Аким пожал плечами, и все вернулись в триклиний. Здесь Аким сразу вытряхнул на стол половину тяжелого мешка.
— Возвращаю долг! — с этими словами он придвинул серебро к отцу.
Тот запустил руку в груду монет, зачерпнул горсть и стал рассматривать, быстро двигая денарии на ладони. Я вдруг понял, что ищет отец. И смутился.

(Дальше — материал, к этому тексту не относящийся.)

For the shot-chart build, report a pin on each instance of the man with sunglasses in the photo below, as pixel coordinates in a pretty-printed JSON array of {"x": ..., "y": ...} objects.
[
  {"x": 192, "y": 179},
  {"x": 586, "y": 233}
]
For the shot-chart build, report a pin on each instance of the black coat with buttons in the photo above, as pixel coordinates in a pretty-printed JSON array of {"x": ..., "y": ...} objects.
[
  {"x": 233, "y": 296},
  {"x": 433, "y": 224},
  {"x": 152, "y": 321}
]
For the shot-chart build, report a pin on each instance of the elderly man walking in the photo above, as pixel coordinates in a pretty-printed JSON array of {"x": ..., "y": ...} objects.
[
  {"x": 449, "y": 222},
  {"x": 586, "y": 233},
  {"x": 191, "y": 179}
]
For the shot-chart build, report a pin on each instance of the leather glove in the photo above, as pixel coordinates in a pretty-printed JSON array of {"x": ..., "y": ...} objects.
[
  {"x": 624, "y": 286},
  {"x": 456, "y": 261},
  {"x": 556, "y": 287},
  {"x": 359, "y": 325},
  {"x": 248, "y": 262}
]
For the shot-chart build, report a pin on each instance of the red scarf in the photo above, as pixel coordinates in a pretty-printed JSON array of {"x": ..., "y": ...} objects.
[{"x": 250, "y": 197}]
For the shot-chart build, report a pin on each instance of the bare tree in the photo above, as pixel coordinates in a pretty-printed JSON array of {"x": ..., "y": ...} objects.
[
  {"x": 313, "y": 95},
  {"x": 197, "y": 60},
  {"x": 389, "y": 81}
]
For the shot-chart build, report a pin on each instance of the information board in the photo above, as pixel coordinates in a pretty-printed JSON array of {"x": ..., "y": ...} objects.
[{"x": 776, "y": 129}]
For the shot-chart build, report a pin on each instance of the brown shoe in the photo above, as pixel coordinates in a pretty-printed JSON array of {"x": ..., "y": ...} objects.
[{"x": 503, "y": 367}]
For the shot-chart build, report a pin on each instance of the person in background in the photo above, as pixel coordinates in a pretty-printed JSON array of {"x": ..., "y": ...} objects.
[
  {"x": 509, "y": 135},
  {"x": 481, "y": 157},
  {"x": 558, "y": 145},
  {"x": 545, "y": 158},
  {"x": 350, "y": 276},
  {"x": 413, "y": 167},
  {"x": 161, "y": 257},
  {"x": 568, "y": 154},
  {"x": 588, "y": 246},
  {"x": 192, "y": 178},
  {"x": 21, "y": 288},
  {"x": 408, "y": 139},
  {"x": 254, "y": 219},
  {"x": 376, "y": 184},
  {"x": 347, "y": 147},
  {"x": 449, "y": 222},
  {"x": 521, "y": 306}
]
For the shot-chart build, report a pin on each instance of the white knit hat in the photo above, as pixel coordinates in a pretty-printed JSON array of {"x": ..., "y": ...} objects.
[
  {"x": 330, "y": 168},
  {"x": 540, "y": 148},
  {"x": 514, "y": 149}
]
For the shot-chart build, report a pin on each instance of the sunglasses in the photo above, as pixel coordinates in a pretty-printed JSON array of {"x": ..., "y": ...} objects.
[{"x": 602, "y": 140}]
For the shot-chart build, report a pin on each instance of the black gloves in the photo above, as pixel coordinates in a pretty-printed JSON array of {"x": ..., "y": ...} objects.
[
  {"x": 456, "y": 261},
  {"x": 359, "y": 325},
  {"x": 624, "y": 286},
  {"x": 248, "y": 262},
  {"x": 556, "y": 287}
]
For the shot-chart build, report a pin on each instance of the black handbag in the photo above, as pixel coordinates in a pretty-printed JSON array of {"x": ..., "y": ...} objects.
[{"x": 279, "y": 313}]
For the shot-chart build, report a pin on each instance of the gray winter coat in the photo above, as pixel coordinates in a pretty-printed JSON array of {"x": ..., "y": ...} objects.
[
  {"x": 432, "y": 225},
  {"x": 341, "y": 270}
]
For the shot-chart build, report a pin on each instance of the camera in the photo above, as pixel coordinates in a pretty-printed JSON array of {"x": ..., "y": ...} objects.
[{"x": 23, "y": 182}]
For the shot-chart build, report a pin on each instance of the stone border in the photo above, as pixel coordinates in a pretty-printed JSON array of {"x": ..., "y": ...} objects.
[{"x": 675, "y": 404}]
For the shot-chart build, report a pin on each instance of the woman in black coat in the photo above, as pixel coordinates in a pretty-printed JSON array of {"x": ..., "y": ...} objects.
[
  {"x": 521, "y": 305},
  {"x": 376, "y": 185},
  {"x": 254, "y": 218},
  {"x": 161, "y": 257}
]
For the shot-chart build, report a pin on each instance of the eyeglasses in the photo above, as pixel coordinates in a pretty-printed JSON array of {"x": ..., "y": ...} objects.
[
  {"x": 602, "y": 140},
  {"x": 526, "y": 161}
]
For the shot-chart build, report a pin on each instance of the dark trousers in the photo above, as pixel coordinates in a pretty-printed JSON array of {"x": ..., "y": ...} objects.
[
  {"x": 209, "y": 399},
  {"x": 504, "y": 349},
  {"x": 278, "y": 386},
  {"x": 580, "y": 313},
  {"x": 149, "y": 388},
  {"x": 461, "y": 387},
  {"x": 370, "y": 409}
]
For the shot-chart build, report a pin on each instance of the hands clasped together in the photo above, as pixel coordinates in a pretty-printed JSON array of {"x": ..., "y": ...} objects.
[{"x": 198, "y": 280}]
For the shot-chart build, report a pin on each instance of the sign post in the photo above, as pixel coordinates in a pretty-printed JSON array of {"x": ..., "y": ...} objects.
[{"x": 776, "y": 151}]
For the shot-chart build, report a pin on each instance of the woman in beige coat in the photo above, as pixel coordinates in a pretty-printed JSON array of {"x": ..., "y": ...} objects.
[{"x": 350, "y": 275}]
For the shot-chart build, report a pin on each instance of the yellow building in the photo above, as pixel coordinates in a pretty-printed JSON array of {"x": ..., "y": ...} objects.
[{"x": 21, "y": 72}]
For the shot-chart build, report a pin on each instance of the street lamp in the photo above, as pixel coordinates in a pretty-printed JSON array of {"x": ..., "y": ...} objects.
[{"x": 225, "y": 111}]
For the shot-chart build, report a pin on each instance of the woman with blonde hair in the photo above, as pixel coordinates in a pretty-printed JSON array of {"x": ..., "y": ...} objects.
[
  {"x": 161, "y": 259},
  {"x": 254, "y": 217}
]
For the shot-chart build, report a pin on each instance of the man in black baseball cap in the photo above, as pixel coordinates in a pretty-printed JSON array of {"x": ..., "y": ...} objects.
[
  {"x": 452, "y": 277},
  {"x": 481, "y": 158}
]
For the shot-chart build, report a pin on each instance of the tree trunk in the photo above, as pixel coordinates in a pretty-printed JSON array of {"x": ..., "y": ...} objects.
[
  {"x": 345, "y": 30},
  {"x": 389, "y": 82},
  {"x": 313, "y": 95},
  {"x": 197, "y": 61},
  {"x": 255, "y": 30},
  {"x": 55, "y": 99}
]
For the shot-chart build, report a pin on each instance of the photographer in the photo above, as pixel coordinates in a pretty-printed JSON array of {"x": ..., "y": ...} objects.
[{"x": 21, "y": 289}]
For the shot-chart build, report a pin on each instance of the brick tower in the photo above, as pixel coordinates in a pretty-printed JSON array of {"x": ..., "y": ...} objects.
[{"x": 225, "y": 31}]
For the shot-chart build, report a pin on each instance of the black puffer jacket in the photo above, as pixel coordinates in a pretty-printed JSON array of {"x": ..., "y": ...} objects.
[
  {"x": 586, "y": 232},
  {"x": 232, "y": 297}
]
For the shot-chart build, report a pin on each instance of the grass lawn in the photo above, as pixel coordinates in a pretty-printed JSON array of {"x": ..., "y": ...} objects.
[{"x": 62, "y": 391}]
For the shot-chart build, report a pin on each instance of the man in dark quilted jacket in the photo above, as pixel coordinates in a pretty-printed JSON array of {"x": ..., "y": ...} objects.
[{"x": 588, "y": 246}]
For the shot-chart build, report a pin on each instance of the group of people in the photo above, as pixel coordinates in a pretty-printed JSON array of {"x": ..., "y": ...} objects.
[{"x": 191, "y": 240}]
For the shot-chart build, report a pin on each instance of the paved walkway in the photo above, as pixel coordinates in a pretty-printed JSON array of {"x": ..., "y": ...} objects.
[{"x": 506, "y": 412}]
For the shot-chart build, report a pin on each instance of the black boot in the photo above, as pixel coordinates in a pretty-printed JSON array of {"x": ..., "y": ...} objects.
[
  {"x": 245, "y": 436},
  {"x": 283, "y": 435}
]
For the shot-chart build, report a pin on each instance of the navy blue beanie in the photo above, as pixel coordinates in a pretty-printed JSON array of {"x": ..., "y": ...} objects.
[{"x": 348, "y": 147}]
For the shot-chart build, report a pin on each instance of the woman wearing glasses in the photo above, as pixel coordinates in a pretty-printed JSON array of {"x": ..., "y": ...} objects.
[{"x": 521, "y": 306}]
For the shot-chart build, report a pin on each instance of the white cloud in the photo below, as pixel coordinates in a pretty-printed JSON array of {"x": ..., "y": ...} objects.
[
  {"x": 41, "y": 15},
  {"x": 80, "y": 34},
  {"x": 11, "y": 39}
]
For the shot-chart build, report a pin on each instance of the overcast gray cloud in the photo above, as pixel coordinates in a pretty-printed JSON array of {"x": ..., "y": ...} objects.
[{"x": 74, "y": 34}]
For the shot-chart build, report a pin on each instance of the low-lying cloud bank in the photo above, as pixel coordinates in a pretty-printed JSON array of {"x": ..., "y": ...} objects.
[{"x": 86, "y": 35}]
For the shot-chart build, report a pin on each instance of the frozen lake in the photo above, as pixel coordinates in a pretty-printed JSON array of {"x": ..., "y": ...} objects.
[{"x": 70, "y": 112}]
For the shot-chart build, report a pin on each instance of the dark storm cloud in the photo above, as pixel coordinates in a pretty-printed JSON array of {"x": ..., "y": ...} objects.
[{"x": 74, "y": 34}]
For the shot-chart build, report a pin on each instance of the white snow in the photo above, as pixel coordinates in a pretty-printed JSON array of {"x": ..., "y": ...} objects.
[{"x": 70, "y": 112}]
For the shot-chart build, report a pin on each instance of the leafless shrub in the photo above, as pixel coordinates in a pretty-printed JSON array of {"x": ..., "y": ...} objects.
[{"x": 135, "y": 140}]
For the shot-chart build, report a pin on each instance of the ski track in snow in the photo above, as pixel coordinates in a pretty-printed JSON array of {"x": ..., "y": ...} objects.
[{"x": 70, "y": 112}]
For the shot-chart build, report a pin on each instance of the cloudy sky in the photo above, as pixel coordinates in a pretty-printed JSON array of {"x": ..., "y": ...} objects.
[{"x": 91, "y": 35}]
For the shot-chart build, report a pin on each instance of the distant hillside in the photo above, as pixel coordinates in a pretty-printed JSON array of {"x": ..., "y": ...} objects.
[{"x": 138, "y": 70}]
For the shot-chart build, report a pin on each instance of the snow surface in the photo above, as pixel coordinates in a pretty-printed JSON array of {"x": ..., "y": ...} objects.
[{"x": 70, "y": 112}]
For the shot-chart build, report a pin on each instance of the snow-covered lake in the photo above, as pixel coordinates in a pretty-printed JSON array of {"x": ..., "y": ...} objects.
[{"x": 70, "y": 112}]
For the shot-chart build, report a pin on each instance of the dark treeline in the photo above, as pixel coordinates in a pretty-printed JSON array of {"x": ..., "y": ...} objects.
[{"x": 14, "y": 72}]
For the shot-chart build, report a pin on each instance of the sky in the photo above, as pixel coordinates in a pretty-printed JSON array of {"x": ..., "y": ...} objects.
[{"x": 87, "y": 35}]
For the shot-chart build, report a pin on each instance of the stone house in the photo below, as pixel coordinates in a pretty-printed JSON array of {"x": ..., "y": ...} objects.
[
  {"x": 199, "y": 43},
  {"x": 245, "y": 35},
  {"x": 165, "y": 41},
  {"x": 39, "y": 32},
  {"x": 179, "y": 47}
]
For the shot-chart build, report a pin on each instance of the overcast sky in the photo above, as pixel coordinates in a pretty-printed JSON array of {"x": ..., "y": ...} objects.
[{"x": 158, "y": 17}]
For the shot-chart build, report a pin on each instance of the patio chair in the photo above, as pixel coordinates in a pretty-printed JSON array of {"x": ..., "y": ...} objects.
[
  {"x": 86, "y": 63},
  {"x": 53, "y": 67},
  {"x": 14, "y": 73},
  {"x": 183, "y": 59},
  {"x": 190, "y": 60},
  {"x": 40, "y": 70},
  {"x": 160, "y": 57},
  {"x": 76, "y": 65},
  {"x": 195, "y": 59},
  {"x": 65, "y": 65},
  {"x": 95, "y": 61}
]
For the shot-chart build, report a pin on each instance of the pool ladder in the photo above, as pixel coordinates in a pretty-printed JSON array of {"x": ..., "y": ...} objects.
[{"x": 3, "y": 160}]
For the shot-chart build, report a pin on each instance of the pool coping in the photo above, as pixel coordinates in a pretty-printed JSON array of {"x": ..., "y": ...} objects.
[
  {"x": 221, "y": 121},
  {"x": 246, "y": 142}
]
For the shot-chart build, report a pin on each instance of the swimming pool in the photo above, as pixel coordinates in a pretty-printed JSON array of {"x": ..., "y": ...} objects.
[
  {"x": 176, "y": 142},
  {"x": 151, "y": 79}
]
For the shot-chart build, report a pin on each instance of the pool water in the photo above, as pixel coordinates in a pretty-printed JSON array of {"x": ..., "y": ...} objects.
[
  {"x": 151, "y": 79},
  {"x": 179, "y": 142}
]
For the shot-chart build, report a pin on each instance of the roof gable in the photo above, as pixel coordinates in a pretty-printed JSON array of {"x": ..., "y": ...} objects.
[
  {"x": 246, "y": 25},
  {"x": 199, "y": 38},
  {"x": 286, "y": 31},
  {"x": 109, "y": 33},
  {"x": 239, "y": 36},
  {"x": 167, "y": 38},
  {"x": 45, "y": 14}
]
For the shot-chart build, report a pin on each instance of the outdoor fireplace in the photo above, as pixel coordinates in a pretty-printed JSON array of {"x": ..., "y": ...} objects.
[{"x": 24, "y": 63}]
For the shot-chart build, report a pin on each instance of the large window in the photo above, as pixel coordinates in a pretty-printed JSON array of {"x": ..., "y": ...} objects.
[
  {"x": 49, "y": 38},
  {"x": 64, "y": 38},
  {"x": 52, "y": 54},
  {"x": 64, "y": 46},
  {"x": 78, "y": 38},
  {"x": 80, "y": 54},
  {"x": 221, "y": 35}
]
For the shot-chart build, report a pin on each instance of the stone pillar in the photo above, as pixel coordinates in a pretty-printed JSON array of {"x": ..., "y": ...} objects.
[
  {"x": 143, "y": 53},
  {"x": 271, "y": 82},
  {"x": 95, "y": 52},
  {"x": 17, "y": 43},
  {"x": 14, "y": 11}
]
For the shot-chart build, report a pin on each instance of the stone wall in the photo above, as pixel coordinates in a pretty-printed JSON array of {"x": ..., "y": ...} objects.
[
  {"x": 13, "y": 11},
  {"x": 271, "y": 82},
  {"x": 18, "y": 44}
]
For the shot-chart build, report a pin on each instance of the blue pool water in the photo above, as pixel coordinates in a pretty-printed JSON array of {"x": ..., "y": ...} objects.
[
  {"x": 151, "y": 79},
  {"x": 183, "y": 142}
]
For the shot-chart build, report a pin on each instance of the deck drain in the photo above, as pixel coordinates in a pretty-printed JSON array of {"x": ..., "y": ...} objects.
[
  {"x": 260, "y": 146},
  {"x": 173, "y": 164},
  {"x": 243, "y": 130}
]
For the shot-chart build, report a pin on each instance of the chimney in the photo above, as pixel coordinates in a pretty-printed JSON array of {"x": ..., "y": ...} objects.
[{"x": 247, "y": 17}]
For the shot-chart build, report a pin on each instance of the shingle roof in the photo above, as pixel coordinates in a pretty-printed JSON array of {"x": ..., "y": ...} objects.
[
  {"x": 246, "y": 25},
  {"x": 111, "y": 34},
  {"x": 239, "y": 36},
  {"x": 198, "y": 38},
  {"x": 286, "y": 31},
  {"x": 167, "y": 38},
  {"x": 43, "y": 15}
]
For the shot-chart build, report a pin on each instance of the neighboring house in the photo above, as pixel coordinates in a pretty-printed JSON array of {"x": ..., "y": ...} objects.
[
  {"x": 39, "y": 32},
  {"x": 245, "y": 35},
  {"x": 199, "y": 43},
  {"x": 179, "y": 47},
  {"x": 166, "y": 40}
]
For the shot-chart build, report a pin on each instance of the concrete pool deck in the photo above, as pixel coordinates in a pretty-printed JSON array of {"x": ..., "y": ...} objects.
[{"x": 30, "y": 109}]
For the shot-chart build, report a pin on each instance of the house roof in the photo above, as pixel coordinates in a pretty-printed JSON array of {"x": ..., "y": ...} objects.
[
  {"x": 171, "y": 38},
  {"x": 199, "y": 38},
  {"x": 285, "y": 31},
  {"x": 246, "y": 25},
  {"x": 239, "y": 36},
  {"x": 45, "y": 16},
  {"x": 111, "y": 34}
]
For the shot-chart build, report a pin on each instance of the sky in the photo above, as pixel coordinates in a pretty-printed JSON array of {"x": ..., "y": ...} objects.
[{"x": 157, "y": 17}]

— Я заплатил за тебя триста сестерциев, — сказал отец, ссыпая денарии обратно. — Это семьдесят пять денариев. Здесь втрое больше.
— Ты купил мне одежду, приютил в своем доме, кормил, поил…
— Все равно не больше ста, — возразил отец и ловкими движениями пальцев, как то умеют делать только монетарии, отсчитал деньги. — Остальные забери.
— Плохая примета! — не согласился Аким. — Эти поделим! Половина женщинам на приданое, другая — тем, кто так ревностно служил нам, — он оглянулся на Ахилла.
— Ты и без того сделал меня богатым, господин.